The idea is that $P$ bumps the eigenspaces of $H$. This works even if the eigenspaces are generalized. The classic example is $\mathfrak{b} \leq \mathfrak{sl}_2$ with $H=\begin{bmatrix}1 & 0 \\ 0& -1 \end{bmatrix}$ and $P=\begin{bmatrix} 0 & 1 \\ 0 & 0 \end{bmatrix}$ and $\alpha=2$. The classification is $H$ is a direct sum of diagonal matrices $H_n(\lambda)$ with diagonal entries $\lambda, \lambda - \alpha, \lambda-2\alpha, \ldots, \lambda - (n-1) \alpha$ and $P$ is a direct sum of nilpotent matrices $P_n(\lambda)$ that are Jordan blocks of size $n$ with eigenvalue $0$.

Example with $H$ not diagonalizable

However, if $H$ is not required to be diagonalizable, then $\lambda$ doesn't have to be a number. It can be any matrix.

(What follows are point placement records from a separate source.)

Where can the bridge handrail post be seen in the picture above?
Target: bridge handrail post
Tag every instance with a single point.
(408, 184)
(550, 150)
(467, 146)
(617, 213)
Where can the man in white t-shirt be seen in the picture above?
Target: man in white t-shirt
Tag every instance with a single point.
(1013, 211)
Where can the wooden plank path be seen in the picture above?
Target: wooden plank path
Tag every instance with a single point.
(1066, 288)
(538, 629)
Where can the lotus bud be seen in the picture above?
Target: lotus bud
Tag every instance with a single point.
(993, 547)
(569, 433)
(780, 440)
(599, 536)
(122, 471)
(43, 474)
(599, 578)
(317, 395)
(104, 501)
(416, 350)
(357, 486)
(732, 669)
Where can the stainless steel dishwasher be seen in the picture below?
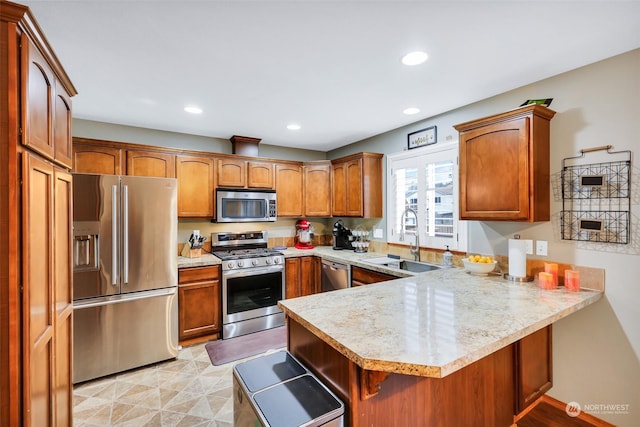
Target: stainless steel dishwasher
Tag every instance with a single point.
(335, 276)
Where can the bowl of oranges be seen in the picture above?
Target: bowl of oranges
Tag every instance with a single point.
(479, 264)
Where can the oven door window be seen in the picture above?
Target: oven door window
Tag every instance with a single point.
(253, 292)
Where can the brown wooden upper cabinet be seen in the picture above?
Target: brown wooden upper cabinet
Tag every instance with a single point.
(196, 191)
(317, 188)
(90, 158)
(151, 163)
(356, 185)
(47, 112)
(289, 189)
(232, 173)
(245, 173)
(504, 166)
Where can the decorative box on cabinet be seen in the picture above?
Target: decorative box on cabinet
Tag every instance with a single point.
(356, 186)
(504, 166)
(199, 311)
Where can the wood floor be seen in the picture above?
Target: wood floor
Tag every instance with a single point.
(549, 412)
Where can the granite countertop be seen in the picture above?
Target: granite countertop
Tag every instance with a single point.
(326, 252)
(434, 323)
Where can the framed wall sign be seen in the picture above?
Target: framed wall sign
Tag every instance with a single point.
(422, 137)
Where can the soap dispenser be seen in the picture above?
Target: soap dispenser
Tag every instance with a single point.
(447, 258)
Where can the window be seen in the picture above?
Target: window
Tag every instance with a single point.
(422, 198)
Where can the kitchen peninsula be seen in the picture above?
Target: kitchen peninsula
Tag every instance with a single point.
(438, 349)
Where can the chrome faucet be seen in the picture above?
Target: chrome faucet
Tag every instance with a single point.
(415, 251)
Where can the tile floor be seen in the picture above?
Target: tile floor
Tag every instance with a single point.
(188, 391)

Here is another example with $H$ not diagonalizable: $$ H=H_2\left(\begin{smallmatrix} 1 & 1 \\ 0 & 1 \end{smallmatrix}\right) = \left[\begin{array}{rr|rr} 1 & 1 & 0 & 0 \\ 0 & 1 & 0 & 0 \\ \hline 0 & 0 & -1 & 1 \\ 0 & 0 & 0 & -1 \end{array}\right],\quad P=P_2\left(\begin{smallmatrix} 1 & 1 \\ 0 & 1 \end{smallmatrix}\right) = \left[ \begin{array}{rr|rr} 0 & 0 & 1 & 0 \\ 0 & 0 & 0 & 1 \\ \hline 0 & 0 & 0 & 0 \\ 0 & 0 & 0 & 0 \end{array}\right]$$

Classification:

More generally $H_n(A)$ and $P_n(A)$ for any non-diagonalizable matrix $A$ works. Here $H_n$ is a block diagonal matrix with blocks $A, A-\alpha I_n, A-2\alpha I_n, \ldots, A-(n-1)\alpha I_n$ and $P_n(A)$ is a nilpotent block matrix all of whose blocks are the same size as $A$, most of which are zero, except for those on the first super diagonal which are $I_n$. To avoid duplicates, one should probably require $A$ to be a Jordan block.

Trivial counterexample:

Sillily enough, one can even take $n=1$! Let $H$ be any non-diagonalizable matrix, and let $P=0$. Oops! This is why the $[P,M]=H$ relation of $\mathfrak{sl}_2$ is so important.